Password Managers: How to be secure but not wiped out in an emergency
Lately I've been increasingly worried about corrupted payloads of even open source password managers. Password managers are among the world's biggest honeypots. Maybe you trust the coders of the password manager. Maybe it's Open Source. But do you trust all of its upstream dependencies? And all their CI build processes? And each of their developers' security?
That's part of why I won't use an Electron-based password manager like BitWarden: there's no Electron app with a minimal dependency graph. Even Electron itself could easily fall victim if someone important in the development pipeline is compromised... And besides, Electron sucks anyway.
So, one way I can mitigate against the possibility of a malicious payload being delivered on password manager update is to not put all my eggs in one basket. For example, where I can, I authenticate with a Yubikey (if only by TOTP on Yubico Authenticator). Then my password isn't enough. But where do I store the recovery codes? Ugh: in the password manager.
I've been thinking on this for a while, and I haven't really found a perfect solution that provides me a way to store secrets without also being too reliant on one party's software. If I rely heavily on the password manager, that puts too much trust in it. If I rely more on a hardware token, that's too risky in case of loss of theft.
I put my recovery codes on paper. I've said elsewhere, but the threat model has changed. Heck, I even printed my password vault with paperba(c)k using wine once (shredded it shortly after because i didn't have a proper storage procedure.
It's a fair question, but then I might revisit the question, what is the threat model? Which is higher risk? Online attack, or Fire while at home, where you are isolated from a device you'd likely also try to use to call emergency services? It is a genuine question, rate of attack on the public is probably not that substantial, but fire is also not super likely.
Though you have got me thinking, an outdoor fire safe near the front of the property... though probably only possible if you live in suburbia.

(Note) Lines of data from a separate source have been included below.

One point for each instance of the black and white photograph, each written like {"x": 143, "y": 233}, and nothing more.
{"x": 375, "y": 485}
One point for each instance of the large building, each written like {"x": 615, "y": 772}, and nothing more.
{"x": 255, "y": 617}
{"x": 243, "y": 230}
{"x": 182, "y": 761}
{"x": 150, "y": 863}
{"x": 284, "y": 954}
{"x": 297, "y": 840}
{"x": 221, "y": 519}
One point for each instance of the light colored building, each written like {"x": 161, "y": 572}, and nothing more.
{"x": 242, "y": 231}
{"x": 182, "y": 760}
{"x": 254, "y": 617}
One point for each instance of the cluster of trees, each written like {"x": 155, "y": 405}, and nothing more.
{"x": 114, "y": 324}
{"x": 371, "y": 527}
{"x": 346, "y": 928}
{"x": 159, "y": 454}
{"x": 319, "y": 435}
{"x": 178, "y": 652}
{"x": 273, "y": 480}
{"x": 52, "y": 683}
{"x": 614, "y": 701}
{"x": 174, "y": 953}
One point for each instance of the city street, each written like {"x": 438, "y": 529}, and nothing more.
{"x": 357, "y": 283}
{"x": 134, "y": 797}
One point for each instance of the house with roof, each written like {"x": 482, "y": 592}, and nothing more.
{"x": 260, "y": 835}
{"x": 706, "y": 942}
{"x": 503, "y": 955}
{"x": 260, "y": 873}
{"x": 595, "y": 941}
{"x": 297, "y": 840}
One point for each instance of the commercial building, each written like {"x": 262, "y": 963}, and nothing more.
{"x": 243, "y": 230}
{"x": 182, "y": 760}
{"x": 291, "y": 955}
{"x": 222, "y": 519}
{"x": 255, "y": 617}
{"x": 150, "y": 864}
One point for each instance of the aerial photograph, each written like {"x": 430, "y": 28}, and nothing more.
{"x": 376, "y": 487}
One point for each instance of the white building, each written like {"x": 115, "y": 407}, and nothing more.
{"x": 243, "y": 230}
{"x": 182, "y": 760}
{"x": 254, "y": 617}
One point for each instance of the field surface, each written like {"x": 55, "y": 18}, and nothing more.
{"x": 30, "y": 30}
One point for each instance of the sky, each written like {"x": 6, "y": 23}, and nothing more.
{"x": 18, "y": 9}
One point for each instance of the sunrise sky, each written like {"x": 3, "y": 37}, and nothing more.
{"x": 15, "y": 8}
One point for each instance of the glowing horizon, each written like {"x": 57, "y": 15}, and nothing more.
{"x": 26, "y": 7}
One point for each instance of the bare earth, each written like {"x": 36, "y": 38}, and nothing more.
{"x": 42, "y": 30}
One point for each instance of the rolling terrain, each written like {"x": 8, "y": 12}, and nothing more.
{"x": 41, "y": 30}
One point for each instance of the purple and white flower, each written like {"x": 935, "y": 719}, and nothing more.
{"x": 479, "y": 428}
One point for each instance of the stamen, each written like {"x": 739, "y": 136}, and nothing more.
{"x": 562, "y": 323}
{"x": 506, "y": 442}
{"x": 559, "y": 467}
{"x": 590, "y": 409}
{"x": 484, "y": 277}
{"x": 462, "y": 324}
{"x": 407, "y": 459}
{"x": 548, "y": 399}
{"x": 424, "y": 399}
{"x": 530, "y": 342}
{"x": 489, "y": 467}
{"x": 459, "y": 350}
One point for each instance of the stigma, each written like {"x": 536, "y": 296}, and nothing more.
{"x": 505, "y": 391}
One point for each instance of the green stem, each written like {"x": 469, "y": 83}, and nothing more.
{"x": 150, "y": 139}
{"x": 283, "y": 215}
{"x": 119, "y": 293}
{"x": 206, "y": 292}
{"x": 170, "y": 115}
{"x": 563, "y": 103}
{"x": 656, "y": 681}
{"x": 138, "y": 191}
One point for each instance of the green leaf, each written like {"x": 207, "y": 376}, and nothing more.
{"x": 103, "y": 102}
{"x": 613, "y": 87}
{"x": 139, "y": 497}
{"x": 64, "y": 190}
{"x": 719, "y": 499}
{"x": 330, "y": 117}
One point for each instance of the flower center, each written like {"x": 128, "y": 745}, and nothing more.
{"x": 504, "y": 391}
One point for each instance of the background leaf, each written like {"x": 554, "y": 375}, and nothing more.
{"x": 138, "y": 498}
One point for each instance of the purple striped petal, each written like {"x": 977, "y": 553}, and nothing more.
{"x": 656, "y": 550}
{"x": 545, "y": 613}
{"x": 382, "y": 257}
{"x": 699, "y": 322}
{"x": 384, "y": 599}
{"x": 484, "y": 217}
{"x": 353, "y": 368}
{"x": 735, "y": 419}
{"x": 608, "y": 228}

I think those are all reasonable risks. No, they aren't likely, but you still have fire insurance, right?
An online attack targeting you as an individual consumer might be low, but they do happen, especially when there's money (eg, banking credentials) on the table. With password managers finally becoming more mainstream, I think that's a honeypot that criminals are unlikely to avoid. For example, consider thieves shoulder surfing your iPhone before stealing it, giving them access to Apple Keychain. In that WSJ article (see also related video without the paywall).
You can protect against the fire or lost device scenario by having your secrets in the cloud and recoverable without a physical token, but that then increases your vulnerability to theft like the WSJ mentioned.
For my lifestyle, this is even more challenging, because I don't really (right now, anyway) have a permanent domicile.